- German film poster
- German: Mutterliebe
- Directed by: Gustav Ucicky
- Written by: Hans Flemming (novel) Gerhard Menzel
- Produced by: Karl Hartl Erich von Neusser
- Starring: Käthe Dorsch; Paul Hörbiger; Wolf Albach-Retty;
- Cinematography: Hans Schneeberger
- Edited by: Rudolf Schaad
- Music by: Willy Schmidt-Gentner
- Production company: Wien-Film
- Distributed by: UFA
- Release date: 19 December 1939;
- Running time: 106 minutes
- Country: Germany
- Language: German

= A Mother's Love (1939 film) =

1939 film

A Mother's Love or Mother Love (Mutterliebe) is a 1939 drama film directed by Gustav Ucicky and starring Käthe Dorsch, Paul Hörbiger and Wolf Albach-Retty.

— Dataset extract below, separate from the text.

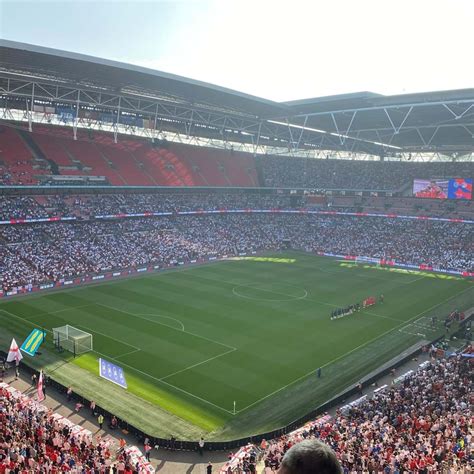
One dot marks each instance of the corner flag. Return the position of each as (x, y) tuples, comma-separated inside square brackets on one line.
[(14, 353), (40, 387)]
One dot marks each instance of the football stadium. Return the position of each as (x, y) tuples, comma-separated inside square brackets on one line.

It was made by the Vienna-based Wien-Film which had been established following the German annexation of Austria the previous year. The film's sets were designed by the art directors Kurt Herlth and Werner Schlichting.

The film portrays the various sacrifices of a mother for her children. It was one of the comparatively few films made in Nazi Germany that celebrated the role of mothers in society, despite the Nazi Party's official promotion of a cult of motherhood.